CoTSRF: Utilize Chain of Thought as Stealthy and Robust Fingerprint of Large Language Models (2505.16785v1)

Published 22 May 2025 in cs.CR and cs.AI

Abstract: Despite providing superior performance, open-source LLMs are vulnerable to abusive usage. To address this issue, recent works propose LLM fingerprinting methods to identify the specific source LLMs behind suspect applications. However, these methods fail to provide stealthy and robust fingerprint verification. In this paper, we propose a novel LLM fingerprinting scheme, namely CoTSRF, which utilizes the Chain of Thought (CoT) as the fingerprint of an LLM. CoTSRF first collects the responses from the source LLM by querying it with crafted CoT queries. Then, it applies contrastive learning to train a CoT extractor that extracts the CoT feature (i.e., fingerprint) from the responses. Finally, CoTSRF conducts fingerprint verification by comparing the Kullback-Leibler divergence between the CoT features of the source and suspect LLMs against an empirical threshold. Various experiments have been conducted to demonstrate the advantage of our proposed CoTSRF for fingerprinting LLMs, particularly in stealthy and robust fingerprint verification.

Summary

CoTSRF: Implementing Stealthy and Robust Fingerprinting for LLMs

The paper "CoTSRF: Utilize Chain of Thought as Stealthy and Robust Fingerprint of LLMs" presents a novel methodology designed for fingerprinting LLMs through the utilization of the Chain of Thought (CoT). The research addresses inherent vulnerabilities in LLMs, particularly when they are used in malicious or unethical applications. It proposes a fingerprinting method that is both stealthy and robust, significantly improving upon the limitations of previous approaches.

Methodology

The authors introduce CoTSRF, a framework that leverages CoT for fingerprinting purposes. The unique insight is the characterization of an LLM's logical reasoning pattern as a fingerprint. CoTSRF employs a three-step process:

Response Collection: This module gathers responses from both the source LLM and benign LLMs using crafted CoT queries. A High-Temperature Data Augmentation (HTDA) strategy is employed to ensure that different, yet logically consistent, responses are generated by the source LLM. This method generates diverse positive responses while assembling distinct negative responses from benign LLMs, laying the foundation for contrastive learning.
CoT Feature Extraction: A contrastive learning framework is utilized to train a CoT extractor, ensuring accurate extraction of CoT features. The extracted features must differentiate between responses from the source and benign LLMs, employing a triplet margin loss function to optimize this extraction process.
Fingerprint Verification: The divergence between the CoT features of the source and suspect LLMs is analyzed.

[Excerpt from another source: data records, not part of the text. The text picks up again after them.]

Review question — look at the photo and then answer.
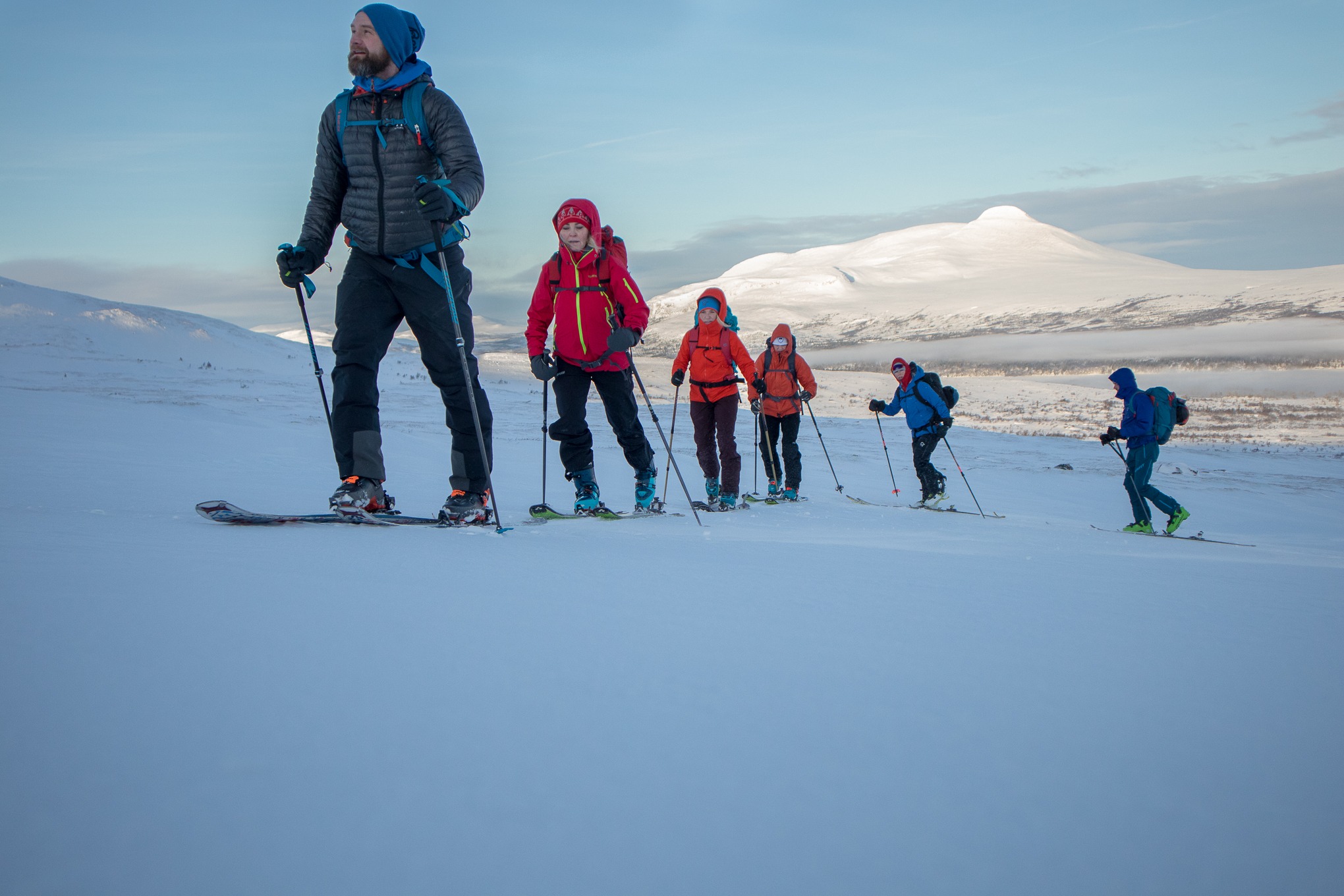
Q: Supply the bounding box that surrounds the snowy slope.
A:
[636,206,1344,357]
[0,283,1344,896]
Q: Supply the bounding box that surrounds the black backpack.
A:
[910,371,961,414]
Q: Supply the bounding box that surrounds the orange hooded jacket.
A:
[672,289,755,402]
[747,323,817,416]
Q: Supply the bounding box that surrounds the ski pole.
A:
[1106,442,1153,525]
[872,411,901,494]
[542,380,551,504]
[279,252,333,433]
[942,435,985,516]
[751,405,764,494]
[804,402,838,494]
[627,353,704,525]
[761,408,783,484]
[660,385,681,504]
[416,202,505,533]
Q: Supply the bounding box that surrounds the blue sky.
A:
[0,0,1344,325]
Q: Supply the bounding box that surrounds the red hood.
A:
[551,199,602,248]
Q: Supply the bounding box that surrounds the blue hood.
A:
[1109,367,1138,399]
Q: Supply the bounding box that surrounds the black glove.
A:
[532,352,561,383]
[411,181,462,225]
[275,243,323,289]
[606,326,640,352]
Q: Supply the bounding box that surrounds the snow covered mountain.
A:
[0,275,1344,896]
[646,206,1344,353]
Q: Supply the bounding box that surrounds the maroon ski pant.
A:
[691,395,742,494]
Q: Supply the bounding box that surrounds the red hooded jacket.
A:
[527,199,649,371]
[747,323,817,416]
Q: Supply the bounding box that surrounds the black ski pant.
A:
[910,432,947,498]
[1125,442,1180,522]
[691,395,742,494]
[551,357,653,473]
[332,246,493,491]
[761,414,802,489]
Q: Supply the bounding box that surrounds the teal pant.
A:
[1125,442,1180,522]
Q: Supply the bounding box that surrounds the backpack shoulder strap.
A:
[402,80,434,153]
[332,88,355,165]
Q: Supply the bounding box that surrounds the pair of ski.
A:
[742,491,808,507]
[1093,525,1255,548]
[527,501,683,522]
[845,494,1007,520]
[196,501,508,532]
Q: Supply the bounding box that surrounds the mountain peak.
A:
[976,206,1038,223]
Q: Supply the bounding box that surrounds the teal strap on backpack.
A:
[345,220,472,286]
[335,80,434,164]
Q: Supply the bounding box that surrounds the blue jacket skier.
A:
[868,357,951,505]
[1101,367,1189,535]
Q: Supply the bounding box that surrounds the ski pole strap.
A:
[277,243,317,298]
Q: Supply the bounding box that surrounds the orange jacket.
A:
[672,318,755,402]
[747,323,817,416]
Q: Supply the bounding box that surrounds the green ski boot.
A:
[1167,508,1189,535]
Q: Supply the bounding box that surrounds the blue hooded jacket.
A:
[1110,367,1157,449]
[882,364,951,435]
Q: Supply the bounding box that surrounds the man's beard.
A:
[347,47,393,78]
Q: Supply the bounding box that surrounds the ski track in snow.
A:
[0,281,1344,895]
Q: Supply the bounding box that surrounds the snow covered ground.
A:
[0,281,1344,896]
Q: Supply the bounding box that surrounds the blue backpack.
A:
[1144,385,1189,445]
[336,80,434,163]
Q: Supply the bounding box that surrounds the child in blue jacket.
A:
[1101,367,1189,535]
[868,357,951,507]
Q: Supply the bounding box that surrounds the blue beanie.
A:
[360,3,425,69]
[1107,367,1138,398]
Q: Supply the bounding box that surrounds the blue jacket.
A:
[1110,367,1157,449]
[882,364,951,435]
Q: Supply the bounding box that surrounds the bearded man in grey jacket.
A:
[277,3,492,522]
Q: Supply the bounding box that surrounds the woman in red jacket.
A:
[672,286,765,509]
[527,199,658,513]
[747,323,817,501]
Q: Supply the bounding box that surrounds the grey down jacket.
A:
[298,74,485,258]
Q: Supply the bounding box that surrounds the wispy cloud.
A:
[1050,165,1115,180]
[1270,93,1344,146]
[518,128,676,164]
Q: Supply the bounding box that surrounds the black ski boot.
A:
[634,466,663,513]
[329,476,395,513]
[438,489,491,525]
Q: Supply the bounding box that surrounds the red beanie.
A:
[891,357,914,388]
[555,203,593,234]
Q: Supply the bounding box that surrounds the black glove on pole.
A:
[606,326,640,354]
[415,175,505,533]
[530,352,561,383]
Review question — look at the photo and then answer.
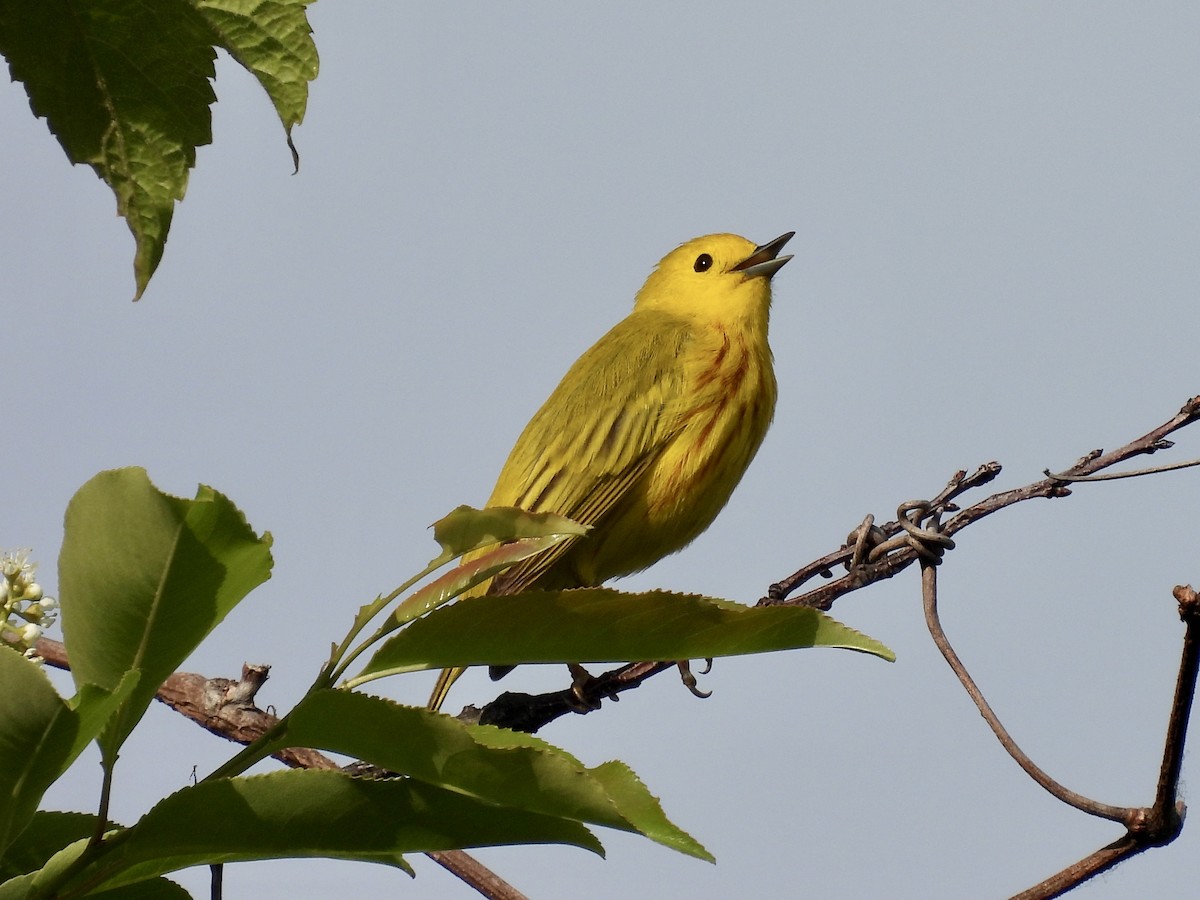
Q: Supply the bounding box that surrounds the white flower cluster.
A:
[0,550,59,662]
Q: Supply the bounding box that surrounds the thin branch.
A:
[1013,586,1200,900]
[920,563,1138,823]
[758,396,1200,610]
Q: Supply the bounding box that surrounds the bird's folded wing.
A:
[488,313,690,594]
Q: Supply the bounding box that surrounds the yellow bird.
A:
[428,232,794,709]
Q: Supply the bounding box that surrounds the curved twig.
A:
[920,562,1138,824]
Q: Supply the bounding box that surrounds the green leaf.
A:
[191,0,318,167]
[0,811,96,882]
[59,468,271,758]
[0,647,79,853]
[258,690,712,860]
[0,0,317,299]
[430,505,588,568]
[88,770,602,887]
[364,588,895,674]
[0,0,216,296]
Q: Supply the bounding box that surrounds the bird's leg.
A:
[676,656,713,700]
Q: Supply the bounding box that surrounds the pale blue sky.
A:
[0,0,1200,900]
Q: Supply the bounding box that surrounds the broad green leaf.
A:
[79,769,602,888]
[0,838,88,900]
[0,647,79,853]
[264,690,712,859]
[0,811,96,882]
[59,468,271,754]
[0,0,216,296]
[0,0,317,296]
[364,588,895,674]
[67,670,142,766]
[430,506,588,568]
[191,0,318,164]
[0,812,191,900]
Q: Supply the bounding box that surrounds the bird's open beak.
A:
[730,232,796,278]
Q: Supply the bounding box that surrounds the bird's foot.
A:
[676,656,713,700]
[566,662,600,713]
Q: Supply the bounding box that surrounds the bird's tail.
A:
[425,667,467,712]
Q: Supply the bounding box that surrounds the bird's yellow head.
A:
[634,232,796,324]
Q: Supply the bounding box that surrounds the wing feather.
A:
[488,311,691,594]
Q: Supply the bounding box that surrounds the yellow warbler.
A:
[430,232,794,709]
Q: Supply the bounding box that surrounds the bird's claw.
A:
[676,656,713,700]
[566,662,600,713]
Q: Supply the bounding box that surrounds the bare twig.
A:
[1014,584,1200,900]
[920,563,1138,824]
[758,396,1200,610]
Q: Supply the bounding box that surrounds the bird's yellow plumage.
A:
[430,233,792,709]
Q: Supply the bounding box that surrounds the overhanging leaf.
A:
[364,588,895,674]
[0,647,79,853]
[0,0,317,296]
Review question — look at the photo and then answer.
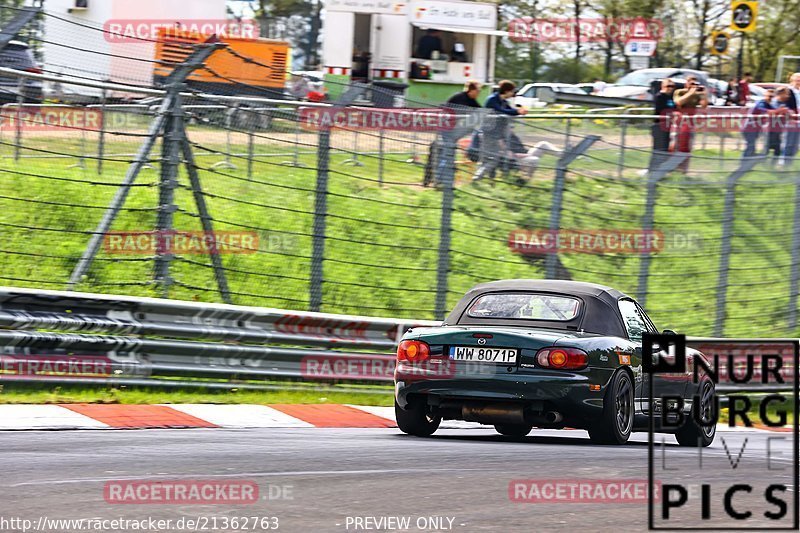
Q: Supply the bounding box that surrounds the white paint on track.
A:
[0,405,109,430]
[165,404,314,428]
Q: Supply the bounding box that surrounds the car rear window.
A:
[467,292,580,321]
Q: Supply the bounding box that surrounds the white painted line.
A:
[162,404,314,428]
[0,405,109,430]
[350,405,492,429]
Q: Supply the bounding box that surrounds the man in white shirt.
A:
[783,72,800,165]
[592,78,606,94]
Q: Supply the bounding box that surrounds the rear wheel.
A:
[494,424,533,438]
[675,378,717,447]
[589,370,634,444]
[394,400,442,437]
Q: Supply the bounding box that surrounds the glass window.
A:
[467,292,580,321]
[619,300,647,341]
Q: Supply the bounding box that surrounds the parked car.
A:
[0,41,42,104]
[395,280,715,446]
[600,68,709,101]
[514,83,586,109]
[750,82,789,90]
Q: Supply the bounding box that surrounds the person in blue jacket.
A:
[473,80,526,181]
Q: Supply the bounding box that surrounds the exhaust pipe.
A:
[544,411,564,424]
[461,403,525,424]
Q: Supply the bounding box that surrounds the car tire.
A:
[394,400,442,437]
[494,424,533,439]
[589,370,635,444]
[675,377,717,448]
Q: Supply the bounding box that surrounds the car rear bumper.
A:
[395,369,613,416]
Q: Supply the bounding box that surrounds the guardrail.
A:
[0,287,797,393]
[0,287,438,390]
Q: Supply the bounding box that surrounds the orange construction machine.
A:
[154,28,289,98]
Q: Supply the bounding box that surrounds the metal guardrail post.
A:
[714,157,766,337]
[308,129,331,311]
[545,135,600,279]
[786,178,800,330]
[638,152,689,307]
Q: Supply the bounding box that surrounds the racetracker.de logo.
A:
[103,480,259,505]
[103,19,259,43]
[508,229,664,255]
[508,17,664,43]
[299,107,457,132]
[103,231,258,255]
[508,479,657,504]
[0,105,103,131]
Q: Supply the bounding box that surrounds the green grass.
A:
[0,384,393,406]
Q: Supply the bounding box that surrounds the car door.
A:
[618,298,686,412]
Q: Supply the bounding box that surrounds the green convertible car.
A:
[395,280,715,446]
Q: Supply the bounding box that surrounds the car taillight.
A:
[397,341,431,363]
[536,346,589,370]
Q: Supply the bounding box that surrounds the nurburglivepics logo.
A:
[642,333,800,531]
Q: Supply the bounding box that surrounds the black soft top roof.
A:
[445,279,630,338]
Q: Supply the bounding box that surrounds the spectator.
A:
[436,80,481,185]
[592,78,606,94]
[782,72,800,165]
[725,78,739,105]
[473,80,526,181]
[673,76,708,172]
[414,29,443,59]
[736,72,753,106]
[742,87,791,157]
[652,78,675,152]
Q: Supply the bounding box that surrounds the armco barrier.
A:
[0,287,437,388]
[0,287,797,393]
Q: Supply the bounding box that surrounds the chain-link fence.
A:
[0,6,800,336]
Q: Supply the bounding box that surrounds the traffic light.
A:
[711,31,731,56]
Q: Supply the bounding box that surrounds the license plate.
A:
[450,346,519,365]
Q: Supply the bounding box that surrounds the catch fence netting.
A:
[0,5,800,336]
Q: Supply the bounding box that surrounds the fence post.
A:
[638,152,689,307]
[97,89,108,175]
[787,179,800,330]
[179,130,233,304]
[67,43,224,290]
[545,135,600,279]
[617,119,628,178]
[308,129,331,312]
[247,123,255,180]
[434,135,456,320]
[14,78,25,161]
[714,157,766,337]
[378,128,384,187]
[154,93,183,298]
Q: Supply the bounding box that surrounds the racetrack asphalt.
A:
[0,428,796,532]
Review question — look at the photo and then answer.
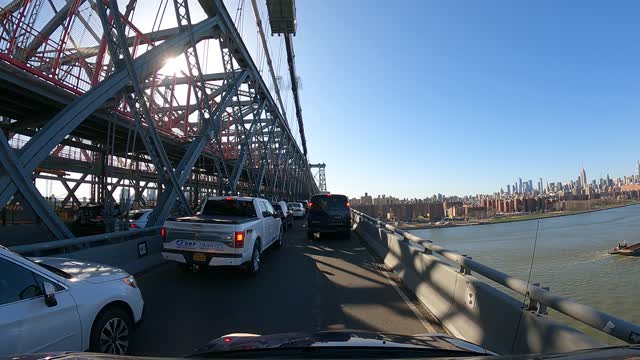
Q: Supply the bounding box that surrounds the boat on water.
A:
[609,241,640,256]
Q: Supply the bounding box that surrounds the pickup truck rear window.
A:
[311,195,348,210]
[202,200,257,217]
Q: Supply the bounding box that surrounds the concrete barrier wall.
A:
[43,235,165,274]
[354,216,605,354]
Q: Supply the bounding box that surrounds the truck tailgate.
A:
[164,221,242,254]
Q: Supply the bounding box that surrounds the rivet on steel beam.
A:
[460,255,473,275]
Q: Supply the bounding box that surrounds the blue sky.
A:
[292,0,640,197]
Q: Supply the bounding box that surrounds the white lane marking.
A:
[378,258,436,334]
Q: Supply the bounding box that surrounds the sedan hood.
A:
[31,257,129,284]
[192,330,492,357]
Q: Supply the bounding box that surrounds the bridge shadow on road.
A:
[132,221,436,356]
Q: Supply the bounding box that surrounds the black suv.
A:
[307,194,351,239]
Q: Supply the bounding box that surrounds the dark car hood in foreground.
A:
[5,331,640,360]
[192,330,490,357]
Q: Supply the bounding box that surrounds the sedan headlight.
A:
[122,275,138,289]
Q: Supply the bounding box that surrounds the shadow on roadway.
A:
[131,221,436,356]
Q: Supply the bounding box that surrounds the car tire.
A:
[89,307,133,355]
[247,241,262,276]
[274,224,286,249]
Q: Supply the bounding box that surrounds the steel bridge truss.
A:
[0,0,318,239]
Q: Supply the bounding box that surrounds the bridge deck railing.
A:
[351,209,640,343]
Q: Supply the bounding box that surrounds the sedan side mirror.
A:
[42,281,58,307]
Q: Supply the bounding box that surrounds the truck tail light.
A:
[233,231,244,249]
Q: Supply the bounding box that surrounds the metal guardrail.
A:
[10,226,162,254]
[351,209,640,344]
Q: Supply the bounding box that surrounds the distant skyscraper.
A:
[518,178,522,193]
[580,167,589,188]
[538,178,544,194]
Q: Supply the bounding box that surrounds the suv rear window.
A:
[129,211,144,220]
[311,195,349,210]
[202,200,256,217]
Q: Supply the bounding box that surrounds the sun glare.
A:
[158,57,183,75]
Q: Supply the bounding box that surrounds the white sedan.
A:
[0,246,144,356]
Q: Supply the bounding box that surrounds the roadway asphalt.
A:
[131,221,444,356]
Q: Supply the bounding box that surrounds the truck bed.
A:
[174,215,259,225]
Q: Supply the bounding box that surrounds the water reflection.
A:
[413,205,640,344]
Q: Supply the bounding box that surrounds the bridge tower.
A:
[309,163,327,192]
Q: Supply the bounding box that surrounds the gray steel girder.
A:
[148,71,249,226]
[98,0,192,215]
[0,18,218,208]
[230,100,266,193]
[0,131,73,239]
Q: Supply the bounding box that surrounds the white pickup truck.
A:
[161,196,283,274]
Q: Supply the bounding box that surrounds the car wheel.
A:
[275,224,286,249]
[90,307,133,355]
[247,242,262,276]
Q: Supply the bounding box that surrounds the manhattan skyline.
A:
[294,0,640,197]
[347,161,640,200]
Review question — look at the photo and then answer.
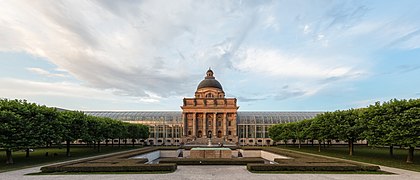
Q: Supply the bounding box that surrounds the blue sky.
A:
[0,0,420,111]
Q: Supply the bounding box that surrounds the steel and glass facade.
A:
[85,111,322,145]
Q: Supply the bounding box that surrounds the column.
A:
[182,113,188,136]
[171,124,176,143]
[211,113,217,137]
[222,113,227,137]
[203,113,207,138]
[192,113,197,137]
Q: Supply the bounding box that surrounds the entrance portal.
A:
[217,131,222,138]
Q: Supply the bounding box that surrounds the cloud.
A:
[0,0,420,109]
[26,67,68,77]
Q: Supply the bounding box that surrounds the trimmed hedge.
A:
[159,158,264,165]
[41,163,177,173]
[41,147,169,172]
[247,164,379,171]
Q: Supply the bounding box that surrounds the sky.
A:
[0,0,420,111]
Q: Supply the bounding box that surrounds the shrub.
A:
[247,164,379,171]
[159,158,264,165]
[41,163,177,173]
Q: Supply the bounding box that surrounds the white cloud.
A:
[26,67,68,77]
[0,0,420,109]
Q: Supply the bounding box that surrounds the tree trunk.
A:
[349,139,354,156]
[389,145,394,156]
[6,149,14,164]
[318,140,321,152]
[25,148,29,158]
[66,140,71,157]
[98,141,101,152]
[407,146,414,164]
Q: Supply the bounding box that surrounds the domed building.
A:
[181,69,239,143]
[85,69,322,145]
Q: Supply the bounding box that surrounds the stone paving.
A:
[0,166,420,180]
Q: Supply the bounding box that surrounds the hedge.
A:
[247,164,379,171]
[41,163,177,173]
[159,158,264,165]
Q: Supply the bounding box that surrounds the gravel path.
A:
[0,166,420,180]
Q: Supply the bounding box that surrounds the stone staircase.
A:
[187,138,235,146]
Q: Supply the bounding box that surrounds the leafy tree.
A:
[60,111,87,156]
[0,110,25,164]
[0,99,43,157]
[308,112,336,152]
[332,109,364,156]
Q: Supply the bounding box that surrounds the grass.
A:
[25,171,174,176]
[281,145,420,172]
[0,146,138,173]
[249,171,393,174]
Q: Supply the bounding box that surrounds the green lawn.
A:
[0,146,140,173]
[279,145,420,172]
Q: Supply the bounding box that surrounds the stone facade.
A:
[181,69,239,143]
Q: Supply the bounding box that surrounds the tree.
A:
[307,112,335,152]
[0,99,42,157]
[0,110,25,164]
[60,111,87,156]
[332,109,364,156]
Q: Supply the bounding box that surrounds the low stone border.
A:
[159,158,264,165]
[41,147,177,173]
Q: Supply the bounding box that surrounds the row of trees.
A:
[0,99,149,164]
[269,99,420,163]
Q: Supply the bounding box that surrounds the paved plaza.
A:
[0,166,420,180]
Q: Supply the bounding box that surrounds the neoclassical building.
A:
[181,69,239,142]
[85,69,322,145]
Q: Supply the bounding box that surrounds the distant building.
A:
[85,69,322,145]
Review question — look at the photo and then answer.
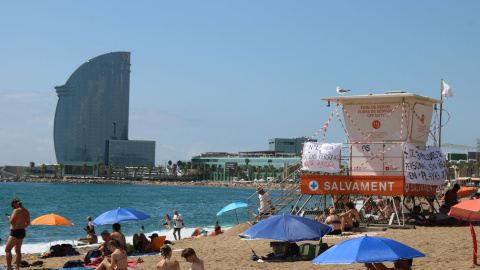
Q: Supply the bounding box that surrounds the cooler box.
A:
[270,242,287,256]
[300,244,320,261]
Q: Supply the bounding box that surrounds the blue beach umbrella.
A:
[217,202,248,224]
[313,236,425,264]
[92,208,150,226]
[240,215,333,242]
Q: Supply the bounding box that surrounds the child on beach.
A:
[158,214,173,231]
[97,240,128,270]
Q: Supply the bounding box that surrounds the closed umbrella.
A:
[92,208,150,226]
[31,214,74,246]
[217,202,248,224]
[313,236,425,264]
[448,199,480,264]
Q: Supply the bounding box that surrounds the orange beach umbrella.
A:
[31,214,74,246]
[448,199,480,264]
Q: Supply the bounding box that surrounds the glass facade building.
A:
[54,52,155,166]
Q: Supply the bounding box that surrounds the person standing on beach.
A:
[257,187,272,215]
[182,248,205,270]
[5,199,30,270]
[445,184,460,211]
[157,245,180,270]
[172,210,183,240]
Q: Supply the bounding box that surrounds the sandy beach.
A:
[0,223,478,270]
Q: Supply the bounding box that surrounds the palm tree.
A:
[82,164,88,178]
[59,163,65,178]
[245,158,250,180]
[42,164,47,177]
[53,165,58,178]
[263,165,269,180]
[92,164,98,176]
[133,168,138,180]
[98,164,105,179]
[108,165,113,179]
[122,166,128,178]
[147,166,153,181]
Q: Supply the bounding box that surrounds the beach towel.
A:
[83,260,143,270]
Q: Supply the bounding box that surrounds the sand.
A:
[0,224,480,270]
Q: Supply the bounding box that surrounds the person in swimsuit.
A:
[156,245,180,270]
[184,225,225,238]
[182,248,205,270]
[97,240,128,270]
[340,202,360,233]
[325,208,342,235]
[5,199,30,270]
[111,223,127,250]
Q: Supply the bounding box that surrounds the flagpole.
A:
[438,78,443,149]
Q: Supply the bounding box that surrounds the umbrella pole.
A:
[470,221,477,264]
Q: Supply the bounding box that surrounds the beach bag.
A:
[48,245,67,257]
[83,249,102,264]
[63,260,83,268]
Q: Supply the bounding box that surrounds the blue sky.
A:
[0,1,480,165]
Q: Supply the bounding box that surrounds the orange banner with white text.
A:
[300,175,437,196]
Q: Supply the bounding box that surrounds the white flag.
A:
[442,81,453,98]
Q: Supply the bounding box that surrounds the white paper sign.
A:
[402,143,447,186]
[302,142,342,173]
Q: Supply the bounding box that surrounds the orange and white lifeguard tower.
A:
[301,92,446,225]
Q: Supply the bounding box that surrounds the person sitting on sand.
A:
[325,208,342,235]
[445,184,460,210]
[111,223,127,250]
[182,248,205,270]
[97,230,112,256]
[133,233,158,253]
[83,217,95,234]
[411,205,430,225]
[77,230,98,244]
[97,240,128,270]
[156,245,180,270]
[184,225,225,238]
[365,259,413,270]
[340,202,360,233]
[158,214,174,231]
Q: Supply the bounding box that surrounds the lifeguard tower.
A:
[251,91,446,226]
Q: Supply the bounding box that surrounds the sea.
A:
[0,182,272,255]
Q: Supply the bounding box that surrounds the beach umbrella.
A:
[448,199,480,264]
[240,215,333,242]
[217,202,248,224]
[31,214,74,246]
[92,208,150,226]
[313,235,425,264]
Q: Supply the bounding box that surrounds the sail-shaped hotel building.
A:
[54,52,155,167]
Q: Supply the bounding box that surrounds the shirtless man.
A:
[110,223,127,250]
[157,245,180,270]
[5,199,30,270]
[182,248,205,270]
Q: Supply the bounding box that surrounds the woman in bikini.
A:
[340,202,360,233]
[156,245,180,270]
[325,208,342,235]
[97,240,128,270]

By employing Kullback-Leibler divergence and comparing it against an empirical threshold, CoTSRF confirms whether a suspect LLM infringes upon the source model.

Experimental Findings

The paper reports comprehensive experiments that underscore the advantages of CoTSRF, highlighting its effectiveness, reliability, stealthiness, and robustness:

Effectiveness: CoTSRF achieves a 100% True Positive Rate (TPR) across varying configurations, outperforming existing approaches such as TRAP, which showed degradation in detection capabilities under different conditions.
Reliability: The method maintains a False Positive Rate (FPR) of 0% in identifying both training and unseen benign LLMs, demonstrating impressive generalization.
Stealthiness: CoTSRF queries exhibit lower perplexity compared to existing methods, implying enhanced semantic coherence and therefore a reduced likelihood of detection and filtering by malicious users.
Robustness: Through simulated output perturbation attacks, CoTSRF consistently yielded high TPR values, evidencing resilience against modifications such as fine-tuning and temperature adjustments.

Implications and Future Work

The practical implications of CoTSRF are significant. By offering a stealthy and robust approach to LLM fingerprinting, the framework provides LLM providers with a reliable means of safeguarding their models against misuse. Theoretically, it contributes to the understanding of LLM behavior and architecture, offering insights into model reasoning capabilities as characterized by CoT.

Future developments could include expanding validation across larger and diverse LLM architectures, tuning parameters to accommodate evolving model paradigms, and exploring the integration of reinforcement learning to enhance fingerprint verification techniques.

In conclusion, this paper presents a sophisticated approach to LLM fingerprinting, promising both academic and practical advancements in securing AI models against unauthorized usage.